For Artists

7 Options If You Can’t Decide What to Do After an Art Degree

Do you know what to do after your art degree?

It’s a question that’s boggled the minds of art students worldwide – how do I know what to do after my art degree? For art students in particular, the question of what to do after your degree can be a bit of a daunting one. The creative industries are very competitive, and few go on to become professional artists – but that doesn’t mean it can’t be done. Even if pursuing the dream of becoming a full-time artist isn’t for you, that doesn’t mean that you can’t utilise your art degree in other ways.

There’s a huge array of careers in the creative fields which may be suitable to you, dependant on how you apply the skills you’ve acquired through your degree and where your interests lie. Contrary to popular belief, studying Visual Art (or any art related degree for that matter) doesn’t simply teach you how to apply paint to a canvas or how to sketch a figure. The theoretical side of your degree enables you to apply analytical, observational, reasoning and research skills to your practice and put your work into the correct context.

There are plenty of jobs which require an artistic flair and attention to detail, which are well suited to art graduates. These are just a few of the possible career paths you can explore and use your new skills to thrive in.

Curator/Exhibitions Assistant

There are plenty of roles in the creative arts sector that allow you to work in thriving, cultural environments. Roles such as a curator for art galleries, an exhibitions assistant, administrative assistant or gallery assistant all give you first-hand experience of the arts industry and the ability to understand the exhibition creation and hanging process.

Illustrator

If you’d prefer to create visual content for a career, working as an illustrator either in-house or freelance could be the perfect job.
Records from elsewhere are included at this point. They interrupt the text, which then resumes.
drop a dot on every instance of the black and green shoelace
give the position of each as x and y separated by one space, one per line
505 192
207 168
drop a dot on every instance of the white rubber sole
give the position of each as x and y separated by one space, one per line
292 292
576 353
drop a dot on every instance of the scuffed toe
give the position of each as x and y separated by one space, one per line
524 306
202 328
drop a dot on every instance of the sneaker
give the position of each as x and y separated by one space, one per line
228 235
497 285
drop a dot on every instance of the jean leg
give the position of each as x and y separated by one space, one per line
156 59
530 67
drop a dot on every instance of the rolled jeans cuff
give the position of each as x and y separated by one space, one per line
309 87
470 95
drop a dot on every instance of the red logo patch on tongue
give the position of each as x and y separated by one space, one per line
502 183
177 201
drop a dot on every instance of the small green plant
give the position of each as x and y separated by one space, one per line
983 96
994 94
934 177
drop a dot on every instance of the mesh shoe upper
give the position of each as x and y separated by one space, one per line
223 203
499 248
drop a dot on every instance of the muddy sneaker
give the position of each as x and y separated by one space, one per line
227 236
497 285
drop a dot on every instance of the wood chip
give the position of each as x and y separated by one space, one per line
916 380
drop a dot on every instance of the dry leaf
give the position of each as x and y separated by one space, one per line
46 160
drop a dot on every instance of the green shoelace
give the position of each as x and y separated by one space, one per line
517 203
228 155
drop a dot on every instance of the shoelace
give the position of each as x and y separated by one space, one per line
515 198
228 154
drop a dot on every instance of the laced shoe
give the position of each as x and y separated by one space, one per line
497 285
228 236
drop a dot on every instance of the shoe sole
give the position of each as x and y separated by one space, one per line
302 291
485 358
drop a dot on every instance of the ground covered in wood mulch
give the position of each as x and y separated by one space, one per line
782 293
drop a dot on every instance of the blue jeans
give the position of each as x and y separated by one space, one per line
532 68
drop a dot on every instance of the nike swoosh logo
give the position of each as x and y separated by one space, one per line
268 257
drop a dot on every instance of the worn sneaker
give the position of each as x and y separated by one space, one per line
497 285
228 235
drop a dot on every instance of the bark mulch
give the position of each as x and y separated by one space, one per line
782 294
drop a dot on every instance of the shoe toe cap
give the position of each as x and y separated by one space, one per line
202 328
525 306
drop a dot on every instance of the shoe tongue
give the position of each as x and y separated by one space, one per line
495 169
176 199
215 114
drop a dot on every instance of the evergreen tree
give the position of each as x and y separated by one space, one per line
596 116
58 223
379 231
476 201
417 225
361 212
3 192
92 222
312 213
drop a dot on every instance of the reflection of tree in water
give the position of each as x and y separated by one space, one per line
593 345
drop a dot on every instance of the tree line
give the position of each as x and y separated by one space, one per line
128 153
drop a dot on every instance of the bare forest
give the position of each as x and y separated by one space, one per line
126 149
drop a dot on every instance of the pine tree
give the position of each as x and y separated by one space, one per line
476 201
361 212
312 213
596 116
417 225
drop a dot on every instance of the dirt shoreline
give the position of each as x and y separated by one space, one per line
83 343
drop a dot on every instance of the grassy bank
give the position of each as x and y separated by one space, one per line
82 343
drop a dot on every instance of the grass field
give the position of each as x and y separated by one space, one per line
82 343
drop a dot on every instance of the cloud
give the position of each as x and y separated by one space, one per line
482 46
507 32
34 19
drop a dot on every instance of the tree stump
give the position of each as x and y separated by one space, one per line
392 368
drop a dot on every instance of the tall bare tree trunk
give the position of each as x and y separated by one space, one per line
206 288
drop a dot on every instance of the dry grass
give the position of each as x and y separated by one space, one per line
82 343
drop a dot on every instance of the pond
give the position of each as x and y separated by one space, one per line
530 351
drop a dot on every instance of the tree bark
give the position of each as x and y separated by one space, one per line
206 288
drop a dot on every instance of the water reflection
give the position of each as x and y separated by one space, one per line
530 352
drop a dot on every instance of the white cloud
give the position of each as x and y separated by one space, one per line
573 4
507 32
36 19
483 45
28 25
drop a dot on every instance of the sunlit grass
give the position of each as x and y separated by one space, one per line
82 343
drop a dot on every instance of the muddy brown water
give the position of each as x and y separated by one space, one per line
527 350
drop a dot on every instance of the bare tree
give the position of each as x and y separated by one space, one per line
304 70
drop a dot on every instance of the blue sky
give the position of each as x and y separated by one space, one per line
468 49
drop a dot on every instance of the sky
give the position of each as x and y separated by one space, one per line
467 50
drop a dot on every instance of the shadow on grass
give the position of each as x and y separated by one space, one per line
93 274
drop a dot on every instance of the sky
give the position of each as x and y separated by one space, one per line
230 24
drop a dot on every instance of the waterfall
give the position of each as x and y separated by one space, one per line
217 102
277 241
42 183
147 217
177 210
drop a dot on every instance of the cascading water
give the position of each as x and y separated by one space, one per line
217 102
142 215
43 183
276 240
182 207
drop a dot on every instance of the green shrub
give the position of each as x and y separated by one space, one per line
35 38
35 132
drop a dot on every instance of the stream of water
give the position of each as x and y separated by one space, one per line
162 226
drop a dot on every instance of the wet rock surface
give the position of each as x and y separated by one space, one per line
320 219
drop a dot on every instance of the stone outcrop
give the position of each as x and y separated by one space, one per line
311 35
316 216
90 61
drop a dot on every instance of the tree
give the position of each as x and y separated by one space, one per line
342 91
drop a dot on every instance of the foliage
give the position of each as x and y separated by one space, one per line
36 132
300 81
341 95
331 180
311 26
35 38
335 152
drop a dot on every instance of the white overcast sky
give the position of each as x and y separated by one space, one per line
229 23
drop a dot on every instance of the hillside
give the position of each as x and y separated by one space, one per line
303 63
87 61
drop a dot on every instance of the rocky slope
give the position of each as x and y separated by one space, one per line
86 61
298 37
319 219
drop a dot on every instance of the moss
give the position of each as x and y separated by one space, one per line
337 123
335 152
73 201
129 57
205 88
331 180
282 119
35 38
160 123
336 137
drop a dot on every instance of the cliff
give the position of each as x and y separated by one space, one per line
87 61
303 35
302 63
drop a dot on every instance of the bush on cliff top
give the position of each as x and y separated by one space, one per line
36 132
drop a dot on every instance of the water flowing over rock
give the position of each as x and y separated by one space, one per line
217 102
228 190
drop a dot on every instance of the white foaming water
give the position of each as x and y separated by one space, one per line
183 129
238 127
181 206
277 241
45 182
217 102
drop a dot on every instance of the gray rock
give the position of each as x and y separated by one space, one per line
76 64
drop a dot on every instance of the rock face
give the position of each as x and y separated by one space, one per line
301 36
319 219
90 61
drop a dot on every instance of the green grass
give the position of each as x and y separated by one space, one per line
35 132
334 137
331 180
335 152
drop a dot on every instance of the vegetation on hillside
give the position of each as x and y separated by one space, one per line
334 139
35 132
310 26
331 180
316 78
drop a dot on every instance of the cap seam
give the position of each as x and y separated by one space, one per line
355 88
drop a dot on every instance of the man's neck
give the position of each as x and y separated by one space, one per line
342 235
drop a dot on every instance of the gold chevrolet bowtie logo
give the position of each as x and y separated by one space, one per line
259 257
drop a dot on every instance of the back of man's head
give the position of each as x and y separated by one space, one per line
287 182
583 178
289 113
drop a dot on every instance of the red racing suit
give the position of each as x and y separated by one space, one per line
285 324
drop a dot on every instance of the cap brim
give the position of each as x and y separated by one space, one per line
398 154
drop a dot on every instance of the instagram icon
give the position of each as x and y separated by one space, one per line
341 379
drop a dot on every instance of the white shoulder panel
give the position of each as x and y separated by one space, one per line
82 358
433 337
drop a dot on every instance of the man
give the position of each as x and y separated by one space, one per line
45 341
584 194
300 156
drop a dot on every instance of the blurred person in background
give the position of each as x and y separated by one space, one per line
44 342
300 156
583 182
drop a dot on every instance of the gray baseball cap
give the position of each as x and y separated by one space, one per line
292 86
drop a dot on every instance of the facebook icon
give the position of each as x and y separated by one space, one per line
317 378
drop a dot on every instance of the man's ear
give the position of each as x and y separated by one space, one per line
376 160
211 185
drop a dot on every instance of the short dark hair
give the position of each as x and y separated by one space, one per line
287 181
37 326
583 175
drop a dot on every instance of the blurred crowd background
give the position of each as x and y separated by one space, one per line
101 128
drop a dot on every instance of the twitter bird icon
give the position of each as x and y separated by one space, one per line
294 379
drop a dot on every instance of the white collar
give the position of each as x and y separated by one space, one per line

Using drawing skills you’ll create work to briefs and create illustrative designs for books, campaigns, adverts, film, whilst still maintaining creative freedom.

Graphic Designer

Just like illustrators, graphic designers can work for a company or freelance, and work towards creative briefs. You’ll spend time understanding a brand and designing anything from logos to websites according to individual client needs.

Art Teacher or Art Therapist

Working as an art teacher or art therapist offers a more educationally and socially focused career, giving an alternative outlook to the arts industry. You’ll use your practical skills to work alongside others and guide them wherever necessary.

Photographer

Many artists (even whilst still studying) choose to experiment with photography and create fine art photographic prints to be sold in exhibitions. Although this is slightly more difficult to do full time, there are plenty of commercial photographer roles which can lead to even more creative or art direction opportunities. Wedding, sports, fashion or music photographs can earn well and build up a reputable client base with a killer portfolio.

Advertising and Marketing

Certain marketing roles require creative thinkers and those with analytical skills. Visual skills are imperative in designing campaigns and digital content which is both on-brand and captivating, and allows you to use your artistic flair to reach an audience.

Artist

If you are truly dedicated to making a career as an artist then there’s no reason not to pursue it. Most professional artists are self-employed or have a residency placement where they focus on a particular brief or line of work. It’s important to be self-motivated and have a thorough understanding of your materials and techniques to effectively embark on the pathway to being an artist. Make sure you have a strong portfolio showcasing a range of talent and skills to open yourself to a broad range of opportunities. It can take a long time to establish yourself as an artist, so ensure you keep developing your work and your unique style.

There’s no right or wrong choice for what to do after an art degree, and everyone has certain strengths and can apply them in different ways. Explore a variety of pathways to find out what’s right for you, or even take further courses if something in particular has peaked your interest. It’s always possible (and quite common) to try a variety of career paths, so don’t worry if you can’t settle on one thing.